New regulations governing the construction of parking ramps (“garages” according to the city code) includes encouragement for developers to design new ramps that would allow them to be converted into commercial or residential uses in the future — if demand for parking declines.
It is a small part of sweeping changes in what the City of Minneapolis will now allow in new downtown ramps, the bulk of which involve allowing public parking ramps to be built above ground in exchange for design elements that make them less obtrusive and that mandate “active uses” on street-facing façades.
But the conversion aspect reflects a growing dilemma for cities: How do they meet parking shortages at a time when trends suggest there will be reductions in future demand? What happens when increased transit use and even self-driving cars diminish parking demand? And what could be done with the hulking ramps that urbanists despise but commuters still want and need?
Future-proofing building designs
The city’s new rules won’t require ramps to be designed with the ability for conversion, since there are still doubts as to whether constructing parking ramps with flat floor plates and higher ceiling clearances is financially feasible, said Jason Wittenberg, manager of land use, design and preservation for the City of Minneapolis. “What we heard from architects and developers is that typically it would be cost-prohibitive to develop a ramp with features … to facilitate conversion,” Wittenberg said.
Casey Wagner, the chief operating officer for Walker Consultants, a consulting firm with 18 offices nationwide that specializes in parking, said that while there are significant differences between parking uses and commercial and residential uses, there is no doubt that in many large cities, parking demand is declining. And while surface parking will be the first part of the supply to be converted to other uses, there could come a time when structured parking will be next.
Wagner, who works in the Houston office, said he advises clients to “future-proof” their designs. “If parking demand is going to decrease, what can we do in design to make sure we allow for other uses,” he said. Having retail at street level is one way to do that, he said, but so is having interior spaces set aside for pick up and drop off for on-demand ride services like Uber and Lyft. “We’ve talked with owners about that, just thinking forward five-ten years so they’re not stuck with an asset that’s a dinosaur,” he said.
Wagner generally agreed with Wittenberg that it is unlikely that stand-alone parking ramps (referred to as garages nearly everywhere but Minnesota) will be built with conversion in mind. But another requirement of the new Minneapolis code might also lead architects and developers to allow for future conversion as they design buildings.
The new code changes a decade-old requirement that “principal parking garages” — those that are open to the public — be below ground. If a developer wants to place parking above street level, they must line those floors with what are called active uses, usually commercial or residential spaces.
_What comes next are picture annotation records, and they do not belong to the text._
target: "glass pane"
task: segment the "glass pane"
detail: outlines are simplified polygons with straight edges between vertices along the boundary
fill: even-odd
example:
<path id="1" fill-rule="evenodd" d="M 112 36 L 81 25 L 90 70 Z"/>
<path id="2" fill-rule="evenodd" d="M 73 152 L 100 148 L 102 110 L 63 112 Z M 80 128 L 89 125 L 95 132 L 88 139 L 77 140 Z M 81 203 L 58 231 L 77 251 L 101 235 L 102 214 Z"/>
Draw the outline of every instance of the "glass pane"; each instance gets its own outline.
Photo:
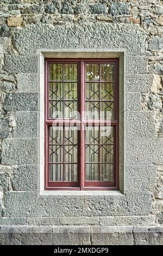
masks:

That could mean a garage connected to separate structures fronting the street, as it is with the Mill City Quarter ramp near the Guthrie. Or it could mean that the ramp and the commercial uses share the same floor plate, as is the case in two buildings being constructed in the North Loop.
“The kind of building where you already have parking sandwiched between occupied space, that construction type is already fit for that so the conversion is pretty simple going forward,” Wagner said. “But when you have a stand-alone garage with long-span construction, then it becomes a less desirable building to convert. You have to start dealing with columns on the exterior, the sloping floors. That’s when you start thinking it is better to tear it down and start over.”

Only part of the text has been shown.